Economic Lives shows how shared cultural understandings and interpersonal relations shape everyday economic activities. Far from being simple responses to narrow individual incentives and preferences, economic actions emerge, persist, and are transformed by our relations to others. Distilling three decades of research, the book offers a distinctive vision of economic activity that brings out the hidden meanings and social actions behind the supposedly impersonal worlds of production, consumption, and asset transfer. Economic Lives ranges broadly from life insurance marketing, corporate ethics, household budgets, and migrant remittances to caring labor, workplace romance, baby markets, and payments for sex. These examples demonstrate an alternative approach to explaining how we manage economic activity--as well as a different way of understanding why conventional economic theory has proved incapable of predicting or responding to recent economic crises.

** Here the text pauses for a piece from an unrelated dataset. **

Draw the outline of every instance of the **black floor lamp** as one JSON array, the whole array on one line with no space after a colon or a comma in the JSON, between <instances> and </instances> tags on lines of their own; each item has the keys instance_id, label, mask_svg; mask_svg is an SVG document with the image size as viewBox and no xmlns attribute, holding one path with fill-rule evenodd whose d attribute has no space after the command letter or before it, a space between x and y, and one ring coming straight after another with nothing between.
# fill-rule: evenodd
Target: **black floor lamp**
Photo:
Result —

Providing an important perspective on the recent past and possible futures of a growing field, Economic Lives promises to be widely read and discussed.
Viviana A. Zelizer is the Lloyd Cotsen ‘50 Professor of Sociology at Princeton University. She is the author of The Purchase of Intimacy, The Social Meaning of Money, Pricing the Priceless Child (all Princeton), and Morals and Markets: The Development of Life Insurance in the United States.